Data linkages are another method of handling gaps in real-world data. While such linkages are becoming more commonplace, additional hurdles of data privacy, institutional policy, and national (and international) law exist. Furthermore, the cost of such linkages varies greatly. In the USA, the United States Renal Data System provides linkages to kidney failure registries at minimal or no cost providing electronic health record data or cohort studies information on longer-term outcomes than is usually feasible as well as outcomes for subjects lost to follow-up. Multiple other linkage systems are run via for-profit entities and require substantial funds.
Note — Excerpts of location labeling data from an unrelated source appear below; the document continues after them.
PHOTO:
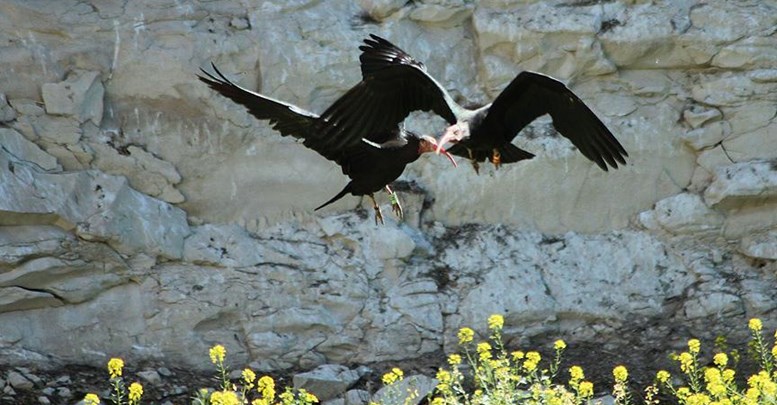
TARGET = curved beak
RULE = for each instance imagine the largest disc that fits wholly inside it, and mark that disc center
(450, 135)
(429, 144)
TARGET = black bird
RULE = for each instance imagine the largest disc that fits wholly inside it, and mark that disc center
(394, 84)
(371, 159)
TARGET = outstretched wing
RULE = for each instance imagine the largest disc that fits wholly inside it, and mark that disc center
(531, 95)
(393, 85)
(285, 118)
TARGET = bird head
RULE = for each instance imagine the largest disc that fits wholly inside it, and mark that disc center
(427, 143)
(453, 134)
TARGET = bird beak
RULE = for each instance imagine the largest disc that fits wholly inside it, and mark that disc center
(429, 144)
(448, 155)
(450, 135)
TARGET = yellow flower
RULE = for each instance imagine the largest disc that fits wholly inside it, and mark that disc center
(620, 373)
(533, 356)
(720, 359)
(224, 398)
(266, 385)
(586, 389)
(465, 335)
(115, 365)
(576, 373)
(135, 392)
(443, 376)
(217, 354)
(496, 322)
(91, 399)
(755, 325)
(484, 350)
(249, 376)
(694, 346)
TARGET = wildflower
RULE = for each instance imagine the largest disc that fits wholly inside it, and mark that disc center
(484, 351)
(266, 385)
(755, 325)
(586, 389)
(224, 398)
(620, 373)
(694, 346)
(496, 322)
(91, 399)
(135, 392)
(392, 376)
(249, 376)
(533, 356)
(720, 359)
(115, 365)
(217, 354)
(465, 335)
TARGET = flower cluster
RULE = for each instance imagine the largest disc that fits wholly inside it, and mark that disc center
(715, 385)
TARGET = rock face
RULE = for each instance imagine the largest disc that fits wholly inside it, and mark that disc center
(147, 217)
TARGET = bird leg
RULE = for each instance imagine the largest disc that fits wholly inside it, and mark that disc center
(496, 158)
(395, 205)
(378, 215)
(475, 164)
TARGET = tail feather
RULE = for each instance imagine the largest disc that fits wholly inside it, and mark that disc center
(341, 194)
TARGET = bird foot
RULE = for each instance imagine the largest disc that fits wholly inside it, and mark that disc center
(378, 216)
(496, 158)
(476, 166)
(395, 205)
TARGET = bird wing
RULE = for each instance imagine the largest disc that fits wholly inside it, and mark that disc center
(285, 118)
(393, 85)
(532, 94)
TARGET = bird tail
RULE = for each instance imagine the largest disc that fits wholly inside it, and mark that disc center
(511, 153)
(339, 195)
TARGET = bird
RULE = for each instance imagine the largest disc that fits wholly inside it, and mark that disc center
(372, 160)
(394, 84)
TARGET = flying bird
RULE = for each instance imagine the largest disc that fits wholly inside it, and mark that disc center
(371, 159)
(394, 84)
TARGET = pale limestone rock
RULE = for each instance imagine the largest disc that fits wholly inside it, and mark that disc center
(742, 183)
(399, 392)
(760, 246)
(23, 150)
(79, 96)
(697, 115)
(6, 112)
(326, 381)
(146, 172)
(380, 9)
(707, 136)
(97, 206)
(686, 214)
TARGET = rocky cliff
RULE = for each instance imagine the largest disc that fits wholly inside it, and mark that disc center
(142, 215)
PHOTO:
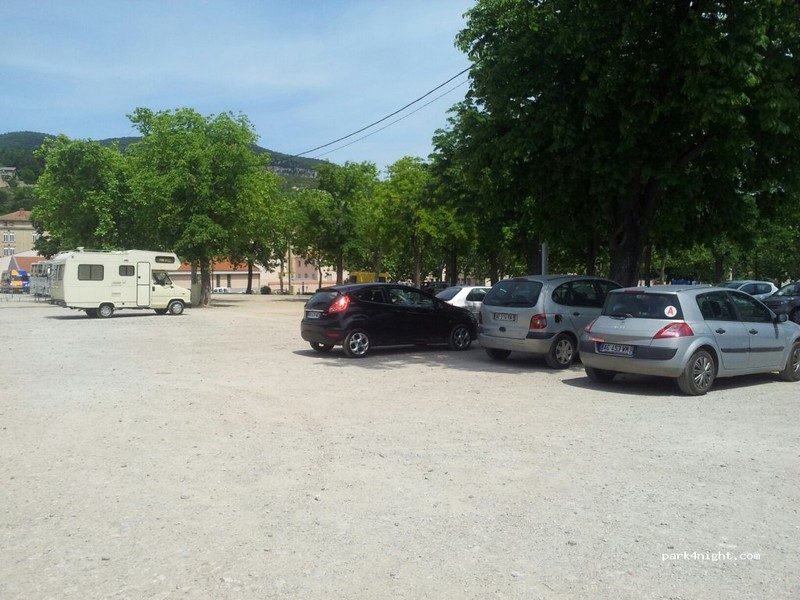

Comparing real-world and clinical trial data

Real-world data are becoming important components of evaluating new therapies and care. Sources such as electronic health record data can play a role in evaluating off-label use and post-marketing safety. Increasingly, electronic health record data, often linked with administrative claims data, are used for the design and conduct of trials to screen and recruit patients as well as to capture follow-up data. All these uses require assurances that the real-world data source use can overcome its limitations [5, 6]. Finally, real-world data can be incredibly useful in the evaluation of how new therapies and discoveries are implemented into clinical practice. Once discoveries are known to be effective, real-world evidence can help investigators determine if those discoveries are leading to improved patient outcomes—the overall goal of all clinical investigations. Despite this promise, caution must be taken when directly comparing the results of such real-world evidence to that of clinical trials. The direct comparison of data collected and analyzed in different circumstances may lead to the wrong conclusions being drawn. Real-world data in clinical trials must be designed a priori to make more confident comparisons, which most current registries and other real-world data sources are not organized to do.

Looking forward

Researchers are working to incorporate real-world data to provide actionable evidence for regulatory and clinical decision-making. For broader uptake of these data sources and methodologies within pediatric nephrology research, further work is needed to ensure standards in reporting real-world data and evidence, both generally and disease-specific. Some standards are emerging in multiple networks, however, to build the infrastructure needed, reporting data and evidence need to be uniform across networks and groups [7, 8]. Such standards will also need to include data integration among data sources. Finally, pediatric-specific issues to overcome include standardization of derived variables for consistent analysis across studies and data privacy concerns for minors. With continued innovation in these domains, real-world data and evidence can continue to make progress in harnessing the potential they have to accelerate progress in kidney disease research.